Can you blame them? Virginia fans have been burned so many times, it is hard to get one's heart broken over and over again.
Mike London has a difficult mission on and off the field. Not only must he convince players that Virginia will be competitive again, he must also convince the fans.
Despite the rise in optimism, neither mission is fully completed yet.
I know, I know, kickers are often maligned and probably not worth an entire slide.
Yet special teams can win or lose games.
Last year, coach London and special teams coordinator Anthony Poindexter got interesting on special teams. A few fakes here and there helped lead to a more exciting product, but it could not ultimately put Virginia over the hump and towards a victory.
The Cavaliers have almost all of their special teams players returning and will look to improve upon a unit that had the fewest field goals in the ACC last year.
While 11-of-18 looks bad, Robert Randolph was 10-of-14 on his opportunities and returns to improve upon those numbers.
The Cavaliers also had the third best kickoff return unit in the ACC, and punter Jimmy Howell has consistently helped Virginia fight in the battle of field position.
If Virginia can tweak the special teams just a bit, they could sneak away with a few extra victories.
College football is defined by rivalries.
If you cannot win against your most bitter enemies, the season is a failure. Plain and simple.
Last year, Virginia lost to Maryland, North Carolina and Virginia Tech for only the second time since 2001.
The Cavaliers have not beaten the Hokies since 2003. Only three times since then has Virginia been within two touchdowns of the lead by the time the game ended.
Former Maryland coach Ralph Friedgen irked many Cavalier fans when he said that Maryland does not lose to teams like Duke and Virginia.
Well, Virginia cannot afford to lose to these teams.
Not if they want to get back into the ACC melee and be competitive.
Not if they want to continue to improve and solidify recruiting pipelines.
Not if they want to keep fans motivated.
Most importantly, not if they expect a season to be successful.
Virginia cannot sweep these teams this year. However, Virginia knows that they must become competitive once more with the boys from Blacksburg.
Can they give the Hokies a scare this season?
Virginia has not made a bowl game since the 2008 Gator Bowl following a dramatic, albeit lucky 2007 season, where the team won an NCAA-record five games by two points or less.

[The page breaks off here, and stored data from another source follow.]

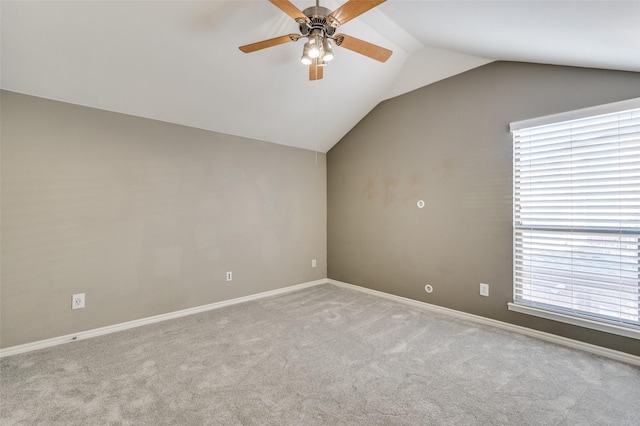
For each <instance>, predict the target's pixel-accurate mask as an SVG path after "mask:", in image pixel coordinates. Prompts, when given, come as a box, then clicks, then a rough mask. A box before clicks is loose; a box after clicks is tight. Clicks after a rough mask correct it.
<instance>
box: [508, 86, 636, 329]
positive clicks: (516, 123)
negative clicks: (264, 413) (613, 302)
mask: <svg viewBox="0 0 640 426" xmlns="http://www.w3.org/2000/svg"><path fill="white" fill-rule="evenodd" d="M637 108H640V98H633V99H628V100H624V101H620V102H614V103H609V104H605V105H599V106H595V107H590V108H583V109H579V110H574V111H569V112H563V113H559V114H552V115H547V116H543V117H537V118H533V119H527V120H521V121H516V122H512V123H511V124H510V126H509V129H510V131H511V133H514V132H515V131H518V130H521V129H526V128H531V127H537V126H544V125H549V124H555V123H562V122H565V121H571V120H578V119H584V118H589V117H595V116H599V115H603V114H611V113H617V112H622V111H626V110H630V109H637ZM512 147H514V148H515V145H514V142H513V140H512ZM512 177H513V179H514V182H513V191H514V192H513V209H514V210H513V212H512V226H513V229H512V231H513V250H514V252H513V263H512V268H513V273H514V277H513V284H512V288H513V296H512V297H513V299H512V300H513V301H512V302H509V303H508V304H507V306H508V309H509V310H510V311H514V312H519V313H524V314H528V315H533V316H537V317H541V318H546V319H550V320H554V321H559V322H563V323H567V324H572V325H577V326H581V327H586V328H590V329H594V330H598V331H603V332H607V333H611V334H616V335H621V336H625V337H630V338H634V339H640V326H635V325H632V324H629V325H626V324H621V323H619V322H617V321H608V320H606V319H601V318H596V317H591V316H589V315H581V314H572V313H571V312H563V310H562V308H560V307H558V308H557V309H547V308H545V307H542V306H537V305H536V304H535V303H532V304H522V303H517V302H516V300H517V297H516V291H517V288H516V277H515V273H516V265H515V262H516V226H515V221H516V217H517V216H516V214H517V213H516V192H515V190H516V184H515V177H516V156H515V150H514V156H513V170H512ZM639 303H640V302H639ZM639 309H640V307H639Z"/></svg>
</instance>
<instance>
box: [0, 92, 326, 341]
mask: <svg viewBox="0 0 640 426" xmlns="http://www.w3.org/2000/svg"><path fill="white" fill-rule="evenodd" d="M1 102H2V103H1V108H2V109H1V114H2V115H1V119H2V134H1V136H2V164H1V165H2V169H1V177H2V210H1V214H2V216H1V219H2V241H1V248H2V265H1V266H2V272H1V278H2V284H1V288H0V291H1V309H2V312H1V323H2V324H1V331H0V333H1V342H0V346H1V347H9V346H13V345H18V344H23V343H27V342H33V341H37V340H41V339H46V338H50V337H57V336H61V335H65V334H69V333H74V332H79V331H83V330H89V329H94V328H97V327H102V326H107V325H112V324H117V323H121V322H125V321H129V320H134V319H139V318H144V317H148V316H152V315H158V314H163V313H167V312H172V311H176V310H180V309H184V308H189V307H194V306H200V305H204V304H208V303H212V302H216V301H221V300H227V299H231V298H235V297H239V296H244V295H249V294H255V293H258V292H262V291H267V290H272V289H276V288H279V287H284V286H288V285H292V284H298V283H303V282H308V281H313V280H317V279H321V278H325V277H326V164H325V156H324V155H323V154H316V153H314V152H311V151H305V150H301V149H295V148H290V147H285V146H280V145H274V144H269V143H264V142H259V141H255V140H249V139H244V138H240V137H235V136H229V135H223V134H218V133H214V132H208V131H203V130H197V129H193V128H187V127H182V126H178V125H173V124H168V123H162V122H158V121H153V120H147V119H142V118H137V117H132V116H127V115H122V114H115V113H110V112H105V111H100V110H95V109H91V108H85V107H80V106H74V105H69V104H65V103H61V102H54V101H49V100H44V99H40V98H34V97H29V96H24V95H20V94H16V93H11V92H1ZM274 125H277V123H274ZM312 258H316V259H317V260H318V266H317V268H311V259H312ZM226 271H233V281H231V282H229V283H228V282H226V281H225V272H226ZM82 292H84V293H86V297H87V300H86V305H87V307H86V308H85V309H81V310H73V311H72V310H71V295H72V294H73V293H82Z"/></svg>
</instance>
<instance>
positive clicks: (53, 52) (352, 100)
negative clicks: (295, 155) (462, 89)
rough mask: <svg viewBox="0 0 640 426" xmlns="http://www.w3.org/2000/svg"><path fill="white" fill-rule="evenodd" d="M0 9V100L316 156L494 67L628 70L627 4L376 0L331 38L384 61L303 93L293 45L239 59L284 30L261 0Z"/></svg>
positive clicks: (350, 73) (60, 2)
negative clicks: (425, 100) (364, 50)
mask: <svg viewBox="0 0 640 426" xmlns="http://www.w3.org/2000/svg"><path fill="white" fill-rule="evenodd" d="M292 2H293V3H294V4H295V5H296V6H297V7H298V8H300V9H304V8H306V7H308V6H312V5H314V4H315V3H314V1H313V0H293V1H292ZM342 3H343V1H321V3H320V4H321V5H322V6H325V7H328V8H329V9H331V10H333V9H335V8H337V7H338V6H340V5H341V4H342ZM0 8H1V9H0V13H1V15H2V19H1V25H2V26H1V32H2V33H1V35H2V51H1V54H2V56H1V60H2V68H1V72H2V74H1V81H2V88H3V89H7V90H11V91H16V92H21V93H26V94H31V95H36V96H41V97H45V98H51V99H56V100H61V101H65V102H71V103H75V104H80V105H87V106H91V107H96V108H102V109H105V110H110V111H116V112H122V113H126V114H131V115H136V116H141V117H147V118H153V119H157V120H163V121H167V122H172V123H179V124H183V125H187V126H193V127H197V128H202V129H207V130H213V131H217V132H223V133H228V134H234V135H240V136H246V137H250V138H254V139H259V140H264V141H268V142H274V143H279V144H284V145H291V146H297V147H301V148H306V149H311V150H317V151H320V152H326V151H328V150H329V149H330V148H331V147H332V146H333V145H335V144H336V143H337V142H338V141H339V140H340V139H341V138H342V137H343V136H344V135H345V134H346V133H347V132H348V131H349V130H350V129H351V128H352V127H353V126H354V125H356V124H357V123H358V121H360V119H362V118H363V117H364V116H365V115H366V114H367V113H369V111H371V110H372V109H373V108H374V107H375V106H376V105H377V104H378V103H379V102H381V101H383V100H385V99H388V98H390V97H393V96H397V95H400V94H402V93H406V92H408V91H411V90H414V89H416V88H418V87H422V86H424V85H427V84H430V83H433V82H435V81H438V80H441V79H443V78H447V77H449V76H452V75H455V74H458V73H461V72H464V71H466V70H469V69H471V68H474V67H477V66H480V65H483V64H485V63H488V62H491V61H494V60H511V61H526V62H538V63H546V64H559V65H572V66H583V67H593V68H608V69H616V70H628V71H635V72H640V0H637V1H612V0H603V1H586V0H583V1H552V0H546V1H524V0H511V1H506V0H503V1H483V0H475V1H455V0H448V1H406V0H388V1H387V2H386V3H383V4H382V5H380V6H378V7H377V8H375V9H373V10H371V11H369V12H367V13H365V14H363V15H361V16H360V17H358V18H356V19H354V20H352V21H350V22H348V23H347V24H346V25H344V26H342V27H340V29H339V32H341V33H345V34H348V35H352V36H354V37H357V38H360V39H363V40H366V41H369V42H372V43H375V44H378V45H380V46H383V47H386V48H388V49H391V50H393V52H394V53H393V55H392V56H391V58H390V59H389V61H387V62H386V63H384V64H382V63H379V62H376V61H374V60H372V59H369V58H367V57H365V56H361V55H359V54H357V53H354V52H352V51H349V50H345V49H340V48H339V47H337V48H335V51H336V59H335V60H334V61H333V62H332V63H331V64H330V65H329V66H328V67H327V69H326V70H325V73H324V79H323V80H320V81H316V82H310V81H309V80H308V72H307V69H306V67H304V66H303V65H301V64H300V61H299V59H300V55H301V53H302V42H301V41H299V42H297V43H288V44H284V45H280V46H276V47H272V48H269V49H265V50H262V51H258V52H254V53H251V54H244V53H242V52H240V50H238V46H240V45H244V44H249V43H253V42H256V41H260V40H263V39H267V38H272V37H276V36H280V35H284V34H289V33H295V32H297V24H296V23H295V22H294V21H293V20H292V19H291V18H290V17H288V16H287V15H285V14H284V13H283V12H281V11H280V10H279V9H278V8H276V7H275V6H273V5H272V4H271V3H269V2H268V1H267V0H252V1H244V0H236V1H179V0H174V1H93V0H85V1H52V0H48V1H23V0H20V1H7V0H2V2H1V3H0Z"/></svg>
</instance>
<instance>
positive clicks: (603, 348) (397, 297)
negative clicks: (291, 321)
mask: <svg viewBox="0 0 640 426" xmlns="http://www.w3.org/2000/svg"><path fill="white" fill-rule="evenodd" d="M320 284H333V285H335V286H338V287H343V288H349V289H352V290H356V291H360V292H363V293H367V294H370V295H373V296H378V297H383V298H386V299H389V300H394V301H396V302H400V303H404V304H406V305H410V306H414V307H417V308H420V309H426V310H430V311H432V312H438V313H441V314H444V315H449V316H452V317H456V318H460V319H463V320H466V321H471V322H475V323H478V324H483V325H488V326H491V327H496V328H500V329H503V330H507V331H512V332H515V333H519V334H523V335H526V336H529V337H534V338H537V339H541V340H545V341H547V342H552V343H556V344H559V345H563V346H567V347H570V348H573V349H579V350H582V351H585V352H589V353H593V354H596V355H600V356H603V357H606V358H610V359H614V360H616V361H621V362H626V363H628V364H632V365H637V366H640V357H638V356H635V355H631V354H628V353H625V352H620V351H615V350H613V349H608V348H604V347H602V346H597V345H592V344H590V343H584V342H580V341H578V340H573V339H569V338H566V337H562V336H556V335H555V334H550V333H545V332H543V331H538V330H533V329H530V328H526V327H522V326H519V325H514V324H509V323H506V322H502V321H498V320H494V319H491V318H485V317H481V316H479V315H473V314H468V313H466V312H461V311H456V310H454V309H449V308H444V307H442V306H437V305H432V304H430V303H426V302H420V301H418V300H413V299H408V298H406V297H402V296H396V295H393V294H389V293H384V292H381V291H377V290H372V289H369V288H366V287H360V286H356V285H353V284H349V283H345V282H342V281H336V280H332V279H326V278H325V279H320V280H316V281H309V282H306V283H302V284H296V285H292V286H288V287H283V288H279V289H275V290H270V291H265V292H262V293H257V294H252V295H249V296H244V297H238V298H235V299H230V300H223V301H221V302H215V303H211V304H208V305H203V306H197V307H194V308H189V309H183V310H180V311H175V312H169V313H166V314H162V315H156V316H153V317H148V318H141V319H138V320H133V321H128V322H124V323H120V324H114V325H110V326H107V327H101V328H96V329H93V330H87V331H82V332H79V333H75V334H68V335H66V336H60V337H54V338H51V339H46V340H40V341H37V342H32V343H26V344H24V345H17V346H11V347H8V348H5V349H0V358H3V357H6V356H11V355H17V354H21V353H24V352H29V351H34V350H37V349H44V348H48V347H51V346H57V345H61V344H63V343H70V342H73V341H77V340H84V339H89V338H91V337H96V336H102V335H105V334H109V333H115V332H117V331H122V330H127V329H130V328H134V327H140V326H142V325H147V324H153V323H156V322H160V321H166V320H169V319H173V318H179V317H183V316H186V315H192V314H197V313H200V312H206V311H210V310H213V309H218V308H223V307H225V306H231V305H236V304H238V303H243V302H249V301H252V300H258V299H262V298H265V297H270V296H277V295H279V294H283V293H289V292H291V291H296V290H301V289H305V288H309V287H313V286H316V285H320Z"/></svg>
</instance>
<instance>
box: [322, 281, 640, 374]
mask: <svg viewBox="0 0 640 426" xmlns="http://www.w3.org/2000/svg"><path fill="white" fill-rule="evenodd" d="M327 282H328V283H329V284H333V285H336V286H338V287H343V288H349V289H352V290H356V291H360V292H363V293H368V294H371V295H374V296H378V297H384V298H386V299H390V300H394V301H396V302H400V303H404V304H406V305H411V306H414V307H417V308H421V309H426V310H429V311H432V312H438V313H441V314H445V315H449V316H452V317H456V318H460V319H463V320H466V321H471V322H475V323H478V324H484V325H488V326H491V327H496V328H500V329H503V330H507V331H512V332H515V333H519V334H524V335H525V336H529V337H535V338H537V339H541V340H545V341H547V342H552V343H556V344H559V345H563V346H567V347H570V348H573V349H579V350H582V351H585V352H589V353H592V354H596V355H600V356H603V357H606V358H610V359H614V360H616V361H622V362H626V363H627V364H632V365H637V366H640V357H639V356H635V355H631V354H628V353H626V352H620V351H616V350H613V349H608V348H604V347H602V346H597V345H592V344H590V343H584V342H580V341H578V340H573V339H569V338H566V337H562V336H556V335H555V334H551V333H545V332H544V331H538V330H533V329H531V328H527V327H522V326H519V325H514V324H509V323H506V322H502V321H498V320H494V319H491V318H485V317H481V316H479V315H473V314H468V313H466V312H461V311H456V310H454V309H449V308H444V307H442V306H437V305H432V304H430V303H426V302H420V301H418V300H413V299H408V298H406V297H401V296H396V295H393V294H389V293H384V292H382V291H377V290H371V289H369V288H365V287H360V286H356V285H353V284H348V283H344V282H341V281H336V280H332V279H327Z"/></svg>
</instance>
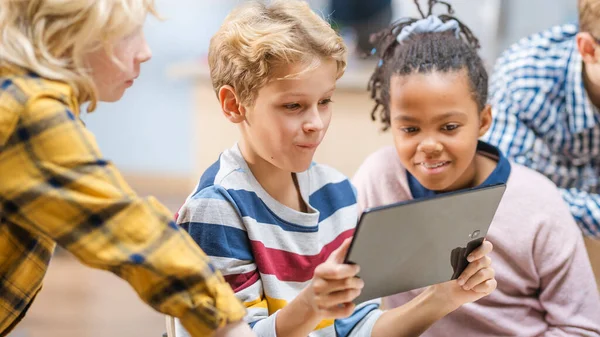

The Cavaliers are slowly picking up momentum, but if they want to keep it, they need to make a bowl game in 2011.
Even if it is the Office Depot Lowe's HH Gregg Best Buy Bowl of Sonoma County, Virginia needs those extra practices, the payout and the pride of going in the right direction.
Cavalier fans need to believe, but six wins will not be easy to come by. Despite a relatively easy out of conference schedule, Virginia only won one ACC game last season.
They have only won six ACC games the past three seasons.
Can Virginia get over the hump and make coach London proud?
That is the biggest question of all.